Unter Vorsitz von Cuno von Winnenberg und Beilstein ergeht das Urteil(3): Binnen vier Wochen ist Burg Nordenbeck an Anna von Waldeck geb. Freiin zu Viermündt zurückzugeben und Schadenersatz für die vollen 2 Jahre zu leisten. Die Verfahrenskosten tragen die Beklagten, ihre „Vettern“. Als Drohung wirkt ein Aufgebot des Reiches zur Durchsetzung der erlassenen Urteile des Gerichtes.

So gelangt Anna 1566 wieder in ihren Besitz.(4)

Grabmal der Anna von Viermund - Detail
Anna von Winnenberg und Beilstein, verwitwete Gräfin zu Waldeck, geborene Freifrau von Viermund stirbt am 16. April 1599 ganz unversehens und wird am 20. April in der Kirche zu Nieder-Ense beigesetzt. Auf ihrem Grabmal kniet Anna vor dem Gekreuzigten und hält eine Bibel in der Hand.

Im Jahr 1583 heiratet sie Cuno von Winnenberg und Beilstein. Gemäß ihrem Gelübde stiftet sie der Gemeinde Nordenbeck eine Kapelle für den Gottesdienst, 100 Goldgulden für die wöchentliche Predigt und erläßt die Verpflichtung, dass von den Gütern, die zum Hause Nordenbeck gehören, die Kapelle für alle Zeiten in Bau und Besserung gehalten wird. Aus Dankbarkeit für ihre gute zweite Ehe mit Cuno von Winnenberg und Beilstein stiften beide 1595 ein Kranken- und Armenhaus in Nordenbeck. Bereits zu Lebzeiten läßt Anna ihr Grabmal in der Nieder-Enser Kirche bauen und beschriften, um zu verhindern, dass in die Steine „Menschenlob hineingebildet wird.“ Am 16. April 1599 stirbt Anna von Winnenberg und Beilstein, verwitwete Gräfin zu Waldeck, geb. Freifrau von Viermündt und wird am 20. April 1599 in der Kirche beigesetzt.

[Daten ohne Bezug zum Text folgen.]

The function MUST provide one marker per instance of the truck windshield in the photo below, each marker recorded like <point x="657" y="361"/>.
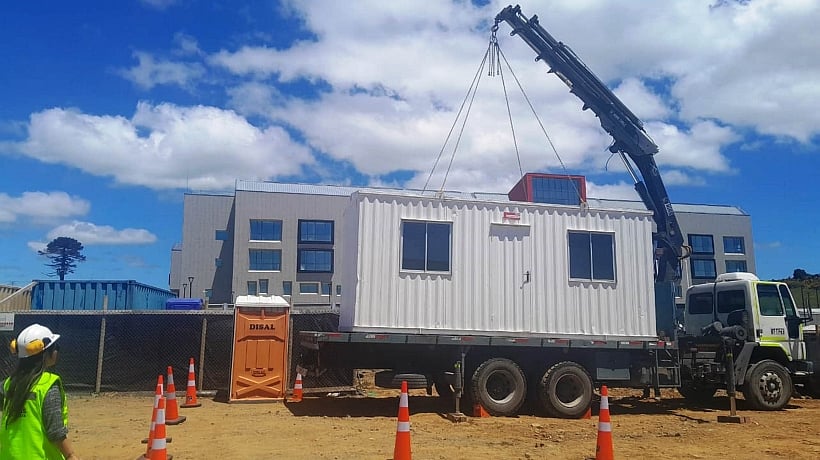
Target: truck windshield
<point x="791" y="310"/>
<point x="769" y="298"/>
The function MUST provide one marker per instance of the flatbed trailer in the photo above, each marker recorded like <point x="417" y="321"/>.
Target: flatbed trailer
<point x="499" y="371"/>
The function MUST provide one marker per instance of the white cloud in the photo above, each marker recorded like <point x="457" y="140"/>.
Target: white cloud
<point x="151" y="72"/>
<point x="384" y="81"/>
<point x="41" y="206"/>
<point x="165" y="146"/>
<point x="89" y="234"/>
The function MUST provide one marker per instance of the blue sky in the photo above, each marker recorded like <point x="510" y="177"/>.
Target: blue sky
<point x="110" y="111"/>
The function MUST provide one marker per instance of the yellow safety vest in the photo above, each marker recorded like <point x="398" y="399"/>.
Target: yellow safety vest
<point x="25" y="438"/>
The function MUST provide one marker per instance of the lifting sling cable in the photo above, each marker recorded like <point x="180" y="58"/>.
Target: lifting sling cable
<point x="496" y="69"/>
<point x="535" y="114"/>
<point x="470" y="91"/>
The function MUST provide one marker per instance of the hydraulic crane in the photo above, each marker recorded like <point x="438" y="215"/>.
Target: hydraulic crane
<point x="629" y="136"/>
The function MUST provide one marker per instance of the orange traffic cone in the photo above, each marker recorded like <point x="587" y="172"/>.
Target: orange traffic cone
<point x="297" y="389"/>
<point x="158" y="446"/>
<point x="603" y="449"/>
<point x="480" y="411"/>
<point x="152" y="425"/>
<point x="190" y="390"/>
<point x="401" y="451"/>
<point x="172" y="410"/>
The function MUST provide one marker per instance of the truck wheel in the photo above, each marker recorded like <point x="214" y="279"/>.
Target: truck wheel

Heute ruhen ihre Gebeine an unbekannter Stelle auf dem alten Enser Friedhof um die Kirche.


Autor: Hans Otto Landau

Benutzte Quellen:

Angaben aus der Enser Kirchenchronik sowie der Stiftungsurkunde der Kapelle Nordenbeck, letztere im Heimatmuseum in Korbach (Pfr. Koch im Juli 1991)

(1)
Lebensbeschreibung der Anna von Viermund, so dargestellt in dem Aushang unterhalb des Grabmals in der Evangelischen Kirche in Nieder-Ense Der Text ist hinsichtlich der Angaben zu den Eltern Annas, der Daten ihrer Eheschließungen und des Todesjahres von Graf Heinrich IX. berichtigt. Im übrigen s.a. nachfolgende Anmerkung Ziff. 3
(2)
Die Vermählung fand am 19. Dez. 1563 in Corbach statt; beide wohnten anfangs in Naumburg, seit 1568 bis zum Tode des Grafen (3. Okt. 1577) auf dem Hause Itter; nach Heldmann: Zur Geschichte des Gerichts Viermünden und seiner Geschlechter, Zeitschrift des Vereins für hessische Geschichte und Landeskunde, 1890, 1895 und 1903, S. 132 und 133; außerdem Wolfgang Medding "Korbach, die Geschichte einer deutschen Stadt"; danach fand die Hochzeit, wie Jonas Trygophorus berichtet, in aller Stille ohne Geläut und Geteut in Korbach im Hause des Apothekers Knyben statt.
(3) Das Reichskammergericht erkennt zunächst den sog. Hessischen Rezeß vom 31.12.1563 an. Danach soll vorbehaltlich ihres Rechtes beiden Teilen Nordenbeck gemeinsam bleiben, die Brüder sollen ihrer Base freien Verkehr mit den Ihrigen und Unterhalt gewähren, und laut eines weiteren Rezesses vom 28. Februar 1564 die Bewaffneten des Schlossen binnen 4 Tagen abschaffen, den Briefkasten und das Silbergeschirr zurückbringen. Beides sollte von beiden Teilen versiegelt, sicher verwahrt und jedem sein Recht vorbehalten bleiben (nach Heldmann s.o., S. 135)
(4) Der eigentliche Prozess zieht sich noch längere Zeit hin. Eine Entscheidung des Reichskammergerichts vom Jahre 1580 bringt Anna ab 1.1.1581 in den Besitz der geforderten Güter, hinsichtlich der gesamten Erbschaft wird der Prozeß endgültig 1587 gewonnen.